In the early 1990s HeavyLift joined with the Russian Volga-Dnepr airlines to become the worldwide general sale agent for its outsized cargo operations with AN-124 aircraft. This was similar to UK rival Air Foyle which was the general sales agent for the Ukrainian AN-124 operator Antonov Airlines. Volga-Dnepr terminated the agreement in 2001 after ten years of cooperation.

HeavyLift collapsed in 2002 with the closure of HeavyLift Cargo Airlines, Prime Airlines, and HeavyLift Aircraft Engineering. The joint venture Air Foyle HeavyLift was unaffected and continued to operate until 2006. The HeavyLift name continued with two new and independent airlines, HeavyLift Cargo Airlines in Australia and HeavyLift International in the UAE, founded by former employees and investors.

== Joint Venture ==
In 2001, following Volga-Dnepr's termination of its deal with HeavyLift, the British rivals Air Foyle and HeavyLift agreed to form a joint venture responsible for the sales and marketing of charters and leases of Antonov Airline's fleet of Antonov An-124, Antonov An-225 and Antonov An-22 cargo aircraft.
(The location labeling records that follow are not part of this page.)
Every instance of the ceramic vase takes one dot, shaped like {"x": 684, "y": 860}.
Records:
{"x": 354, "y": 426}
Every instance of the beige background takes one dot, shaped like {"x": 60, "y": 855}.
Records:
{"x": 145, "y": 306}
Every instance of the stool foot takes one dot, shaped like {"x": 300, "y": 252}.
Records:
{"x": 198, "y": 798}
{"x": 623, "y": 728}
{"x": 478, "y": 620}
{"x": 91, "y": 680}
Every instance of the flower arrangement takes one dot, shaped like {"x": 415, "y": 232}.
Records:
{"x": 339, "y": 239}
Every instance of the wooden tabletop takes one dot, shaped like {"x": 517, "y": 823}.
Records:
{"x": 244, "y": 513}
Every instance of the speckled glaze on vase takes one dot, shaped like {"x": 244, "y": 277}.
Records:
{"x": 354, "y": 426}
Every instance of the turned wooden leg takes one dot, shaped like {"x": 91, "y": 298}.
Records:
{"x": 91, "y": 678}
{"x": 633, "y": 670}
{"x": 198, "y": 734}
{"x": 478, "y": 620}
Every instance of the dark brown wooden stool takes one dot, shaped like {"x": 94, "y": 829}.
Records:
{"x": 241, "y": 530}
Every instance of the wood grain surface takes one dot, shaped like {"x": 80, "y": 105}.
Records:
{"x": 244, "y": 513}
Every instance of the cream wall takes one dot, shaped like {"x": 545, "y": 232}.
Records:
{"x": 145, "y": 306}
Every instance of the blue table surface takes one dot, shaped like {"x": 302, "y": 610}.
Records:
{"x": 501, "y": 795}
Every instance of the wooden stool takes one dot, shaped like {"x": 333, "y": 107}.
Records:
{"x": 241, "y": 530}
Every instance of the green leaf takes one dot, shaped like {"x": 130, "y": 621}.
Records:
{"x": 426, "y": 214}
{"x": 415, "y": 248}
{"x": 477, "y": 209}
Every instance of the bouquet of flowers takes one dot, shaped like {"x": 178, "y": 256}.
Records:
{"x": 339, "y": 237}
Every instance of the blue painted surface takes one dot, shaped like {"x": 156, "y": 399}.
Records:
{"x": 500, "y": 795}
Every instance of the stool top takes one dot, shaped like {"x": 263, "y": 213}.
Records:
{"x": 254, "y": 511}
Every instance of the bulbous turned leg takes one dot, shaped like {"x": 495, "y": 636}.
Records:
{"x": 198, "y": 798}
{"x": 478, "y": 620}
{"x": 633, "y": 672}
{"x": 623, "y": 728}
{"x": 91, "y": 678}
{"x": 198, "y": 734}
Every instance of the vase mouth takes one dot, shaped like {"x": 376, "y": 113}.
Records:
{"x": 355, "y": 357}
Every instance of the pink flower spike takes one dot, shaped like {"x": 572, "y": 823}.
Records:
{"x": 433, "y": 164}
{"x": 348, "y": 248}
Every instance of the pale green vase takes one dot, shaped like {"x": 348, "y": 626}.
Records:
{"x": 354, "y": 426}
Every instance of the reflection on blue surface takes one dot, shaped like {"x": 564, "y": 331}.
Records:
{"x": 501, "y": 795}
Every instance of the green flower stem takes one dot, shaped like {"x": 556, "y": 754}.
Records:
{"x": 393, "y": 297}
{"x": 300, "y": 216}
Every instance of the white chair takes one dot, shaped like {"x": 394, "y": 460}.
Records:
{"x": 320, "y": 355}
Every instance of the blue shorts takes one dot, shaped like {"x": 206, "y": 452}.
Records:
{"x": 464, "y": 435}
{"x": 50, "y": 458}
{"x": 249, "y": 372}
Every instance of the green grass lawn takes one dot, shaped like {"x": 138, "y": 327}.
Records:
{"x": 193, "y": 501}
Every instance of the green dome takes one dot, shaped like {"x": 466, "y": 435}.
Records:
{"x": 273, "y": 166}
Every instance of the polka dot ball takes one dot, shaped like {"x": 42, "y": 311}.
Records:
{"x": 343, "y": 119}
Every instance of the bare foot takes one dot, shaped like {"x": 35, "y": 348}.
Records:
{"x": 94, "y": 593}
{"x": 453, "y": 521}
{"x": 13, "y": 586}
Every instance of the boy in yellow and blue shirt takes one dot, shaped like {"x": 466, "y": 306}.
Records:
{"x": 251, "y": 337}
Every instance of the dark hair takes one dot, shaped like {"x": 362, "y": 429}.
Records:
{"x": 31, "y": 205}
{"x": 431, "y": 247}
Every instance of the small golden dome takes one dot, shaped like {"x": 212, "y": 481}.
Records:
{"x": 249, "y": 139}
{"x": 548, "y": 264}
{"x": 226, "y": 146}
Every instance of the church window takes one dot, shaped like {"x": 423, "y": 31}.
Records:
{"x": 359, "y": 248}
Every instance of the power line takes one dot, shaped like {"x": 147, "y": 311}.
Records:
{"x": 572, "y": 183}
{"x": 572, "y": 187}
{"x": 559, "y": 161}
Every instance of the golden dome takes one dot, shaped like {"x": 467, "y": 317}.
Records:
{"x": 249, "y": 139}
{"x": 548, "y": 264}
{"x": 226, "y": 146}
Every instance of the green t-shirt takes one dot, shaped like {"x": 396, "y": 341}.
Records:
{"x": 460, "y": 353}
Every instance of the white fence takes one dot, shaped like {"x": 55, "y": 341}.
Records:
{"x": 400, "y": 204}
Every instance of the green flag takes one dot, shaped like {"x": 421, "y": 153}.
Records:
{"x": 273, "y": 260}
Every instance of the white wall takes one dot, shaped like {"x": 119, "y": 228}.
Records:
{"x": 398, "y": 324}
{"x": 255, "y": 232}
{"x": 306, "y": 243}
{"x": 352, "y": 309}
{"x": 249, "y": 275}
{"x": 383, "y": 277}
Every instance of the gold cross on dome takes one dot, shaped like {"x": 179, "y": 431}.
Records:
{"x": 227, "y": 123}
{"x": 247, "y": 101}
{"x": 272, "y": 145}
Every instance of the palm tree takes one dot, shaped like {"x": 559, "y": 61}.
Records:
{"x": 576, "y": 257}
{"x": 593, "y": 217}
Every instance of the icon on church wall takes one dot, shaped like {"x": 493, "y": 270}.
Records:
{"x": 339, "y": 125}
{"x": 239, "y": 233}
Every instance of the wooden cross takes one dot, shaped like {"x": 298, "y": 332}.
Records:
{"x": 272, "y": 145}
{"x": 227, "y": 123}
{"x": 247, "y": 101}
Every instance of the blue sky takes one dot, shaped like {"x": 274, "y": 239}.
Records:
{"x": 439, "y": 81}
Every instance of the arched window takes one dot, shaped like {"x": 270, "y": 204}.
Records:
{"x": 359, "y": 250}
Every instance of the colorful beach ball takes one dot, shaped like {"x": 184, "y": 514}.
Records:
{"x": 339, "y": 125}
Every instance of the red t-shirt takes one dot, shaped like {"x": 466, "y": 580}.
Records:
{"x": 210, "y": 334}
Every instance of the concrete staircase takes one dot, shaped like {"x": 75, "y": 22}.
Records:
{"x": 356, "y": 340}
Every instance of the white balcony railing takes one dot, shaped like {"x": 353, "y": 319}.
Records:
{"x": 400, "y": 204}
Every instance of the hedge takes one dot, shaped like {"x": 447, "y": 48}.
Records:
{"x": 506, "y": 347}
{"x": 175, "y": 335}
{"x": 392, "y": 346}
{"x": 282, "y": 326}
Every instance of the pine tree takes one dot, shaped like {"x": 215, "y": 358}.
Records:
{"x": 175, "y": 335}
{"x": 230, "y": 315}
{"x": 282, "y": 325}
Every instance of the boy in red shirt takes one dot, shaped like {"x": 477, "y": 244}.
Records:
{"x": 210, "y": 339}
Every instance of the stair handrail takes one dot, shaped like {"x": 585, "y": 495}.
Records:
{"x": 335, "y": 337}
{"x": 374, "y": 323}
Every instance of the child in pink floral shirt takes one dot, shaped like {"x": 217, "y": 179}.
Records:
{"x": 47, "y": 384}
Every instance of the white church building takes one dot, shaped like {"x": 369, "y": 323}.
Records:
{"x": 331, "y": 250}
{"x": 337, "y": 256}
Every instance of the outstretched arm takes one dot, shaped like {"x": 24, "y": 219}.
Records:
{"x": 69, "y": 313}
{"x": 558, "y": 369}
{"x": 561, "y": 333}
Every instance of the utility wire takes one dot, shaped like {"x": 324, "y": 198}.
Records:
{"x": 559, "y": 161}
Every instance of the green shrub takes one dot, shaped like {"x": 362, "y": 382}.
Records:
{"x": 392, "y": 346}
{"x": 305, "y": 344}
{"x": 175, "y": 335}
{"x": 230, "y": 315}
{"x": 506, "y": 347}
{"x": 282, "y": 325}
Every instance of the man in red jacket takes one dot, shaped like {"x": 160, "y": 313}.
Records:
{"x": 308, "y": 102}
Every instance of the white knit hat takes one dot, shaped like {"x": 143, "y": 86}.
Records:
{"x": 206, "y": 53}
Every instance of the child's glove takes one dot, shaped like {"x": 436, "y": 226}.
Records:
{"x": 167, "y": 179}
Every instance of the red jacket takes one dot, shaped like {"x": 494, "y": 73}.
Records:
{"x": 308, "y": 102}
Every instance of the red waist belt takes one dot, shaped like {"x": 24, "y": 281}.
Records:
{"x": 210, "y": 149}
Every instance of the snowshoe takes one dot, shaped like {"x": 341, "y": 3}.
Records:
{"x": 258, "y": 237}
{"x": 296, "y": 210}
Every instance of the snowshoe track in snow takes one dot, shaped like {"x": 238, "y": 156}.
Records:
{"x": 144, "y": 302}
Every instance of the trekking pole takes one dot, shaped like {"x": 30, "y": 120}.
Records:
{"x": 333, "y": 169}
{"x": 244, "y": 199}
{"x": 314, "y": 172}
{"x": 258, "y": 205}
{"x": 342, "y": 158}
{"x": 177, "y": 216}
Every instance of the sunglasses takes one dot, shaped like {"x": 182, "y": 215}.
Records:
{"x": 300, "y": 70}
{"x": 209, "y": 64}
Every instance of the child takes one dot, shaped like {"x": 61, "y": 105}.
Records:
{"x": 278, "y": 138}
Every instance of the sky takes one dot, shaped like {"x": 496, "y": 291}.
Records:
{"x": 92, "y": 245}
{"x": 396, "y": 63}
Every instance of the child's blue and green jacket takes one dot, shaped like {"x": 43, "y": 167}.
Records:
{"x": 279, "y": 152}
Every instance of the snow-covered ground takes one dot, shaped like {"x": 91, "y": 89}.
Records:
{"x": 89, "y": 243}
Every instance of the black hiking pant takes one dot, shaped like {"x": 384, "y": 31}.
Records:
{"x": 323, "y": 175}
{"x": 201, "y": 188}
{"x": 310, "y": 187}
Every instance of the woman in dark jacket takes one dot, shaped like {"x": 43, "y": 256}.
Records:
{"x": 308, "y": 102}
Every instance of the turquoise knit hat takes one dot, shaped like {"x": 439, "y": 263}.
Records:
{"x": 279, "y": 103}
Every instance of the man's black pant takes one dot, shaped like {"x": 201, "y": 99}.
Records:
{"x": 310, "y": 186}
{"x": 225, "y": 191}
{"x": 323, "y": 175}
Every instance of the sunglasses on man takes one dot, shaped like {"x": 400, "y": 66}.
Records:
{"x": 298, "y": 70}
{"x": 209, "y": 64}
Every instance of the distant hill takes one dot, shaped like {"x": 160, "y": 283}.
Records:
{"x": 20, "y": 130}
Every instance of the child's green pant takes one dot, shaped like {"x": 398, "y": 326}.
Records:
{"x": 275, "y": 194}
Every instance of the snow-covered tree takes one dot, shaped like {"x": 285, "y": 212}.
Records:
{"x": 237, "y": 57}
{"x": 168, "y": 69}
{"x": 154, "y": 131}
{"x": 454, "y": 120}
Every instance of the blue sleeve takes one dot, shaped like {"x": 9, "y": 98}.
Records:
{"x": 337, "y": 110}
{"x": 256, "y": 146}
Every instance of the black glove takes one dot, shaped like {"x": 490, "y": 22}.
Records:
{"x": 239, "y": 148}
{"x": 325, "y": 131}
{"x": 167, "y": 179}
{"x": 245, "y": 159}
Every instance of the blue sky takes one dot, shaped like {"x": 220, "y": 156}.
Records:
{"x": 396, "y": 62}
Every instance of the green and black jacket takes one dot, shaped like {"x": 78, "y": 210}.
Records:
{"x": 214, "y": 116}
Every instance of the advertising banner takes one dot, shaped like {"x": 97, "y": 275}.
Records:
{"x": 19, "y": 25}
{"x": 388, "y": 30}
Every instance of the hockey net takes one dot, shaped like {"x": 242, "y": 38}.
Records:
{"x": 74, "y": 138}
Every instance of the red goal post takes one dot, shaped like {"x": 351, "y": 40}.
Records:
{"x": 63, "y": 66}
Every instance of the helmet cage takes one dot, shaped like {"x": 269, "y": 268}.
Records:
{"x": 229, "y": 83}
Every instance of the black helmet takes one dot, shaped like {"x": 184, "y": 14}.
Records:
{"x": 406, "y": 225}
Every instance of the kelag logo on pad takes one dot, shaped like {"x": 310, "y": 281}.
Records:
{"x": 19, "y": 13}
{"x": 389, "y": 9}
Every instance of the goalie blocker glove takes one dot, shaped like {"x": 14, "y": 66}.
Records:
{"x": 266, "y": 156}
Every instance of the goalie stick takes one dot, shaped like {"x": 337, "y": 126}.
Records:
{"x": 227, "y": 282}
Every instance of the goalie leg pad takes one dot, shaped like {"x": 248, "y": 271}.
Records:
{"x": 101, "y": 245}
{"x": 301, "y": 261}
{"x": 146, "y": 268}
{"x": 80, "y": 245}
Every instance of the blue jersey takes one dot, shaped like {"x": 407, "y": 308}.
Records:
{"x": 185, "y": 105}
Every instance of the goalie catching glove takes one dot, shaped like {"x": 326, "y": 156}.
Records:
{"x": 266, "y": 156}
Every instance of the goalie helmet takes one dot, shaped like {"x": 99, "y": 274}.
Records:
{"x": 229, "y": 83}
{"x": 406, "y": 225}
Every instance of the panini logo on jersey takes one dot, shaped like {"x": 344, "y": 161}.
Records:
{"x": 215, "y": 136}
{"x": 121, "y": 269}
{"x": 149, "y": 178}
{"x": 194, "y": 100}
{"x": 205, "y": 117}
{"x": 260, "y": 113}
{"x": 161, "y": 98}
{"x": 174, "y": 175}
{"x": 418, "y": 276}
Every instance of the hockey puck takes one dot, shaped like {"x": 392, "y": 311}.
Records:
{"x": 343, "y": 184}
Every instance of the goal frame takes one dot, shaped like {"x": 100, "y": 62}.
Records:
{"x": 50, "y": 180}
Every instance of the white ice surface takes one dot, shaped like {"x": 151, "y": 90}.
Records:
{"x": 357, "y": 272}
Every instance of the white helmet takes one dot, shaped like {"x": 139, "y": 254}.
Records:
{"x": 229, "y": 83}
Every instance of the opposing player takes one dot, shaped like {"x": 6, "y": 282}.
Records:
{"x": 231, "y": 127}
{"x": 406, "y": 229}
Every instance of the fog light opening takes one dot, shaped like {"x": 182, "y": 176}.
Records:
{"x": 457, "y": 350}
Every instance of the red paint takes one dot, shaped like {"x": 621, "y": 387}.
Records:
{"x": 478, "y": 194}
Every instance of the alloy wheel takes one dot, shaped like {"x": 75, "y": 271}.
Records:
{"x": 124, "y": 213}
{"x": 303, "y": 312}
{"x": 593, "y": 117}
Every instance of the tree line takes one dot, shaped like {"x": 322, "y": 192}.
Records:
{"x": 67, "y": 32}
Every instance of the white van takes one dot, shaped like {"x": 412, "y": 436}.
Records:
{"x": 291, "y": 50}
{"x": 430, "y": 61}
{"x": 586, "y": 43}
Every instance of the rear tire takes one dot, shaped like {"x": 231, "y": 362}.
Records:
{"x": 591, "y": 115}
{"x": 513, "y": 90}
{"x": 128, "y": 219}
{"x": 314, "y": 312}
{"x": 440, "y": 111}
The venture was originally to be named Antonov Airlines (UK) but this was changed to Air Foyle HeavyLift.

The new joint venture, Air Foyle HeavyLift, became the worldwide General Sales Agent of the Antonov Design Bureau of Kyiv, a function previously held from July 1989 by Air Foyle independently.

Antonov terminated the joint venture on 30 June 2006 to allow it to pursue a joint marketing venture with its erstwhile Russian competitor Volga-Dnepr under the name Ruslan International

Air Foyle and Air Foyle HeavyLift ceased trading in July 2006, AFH closed for business on 31 July 2006.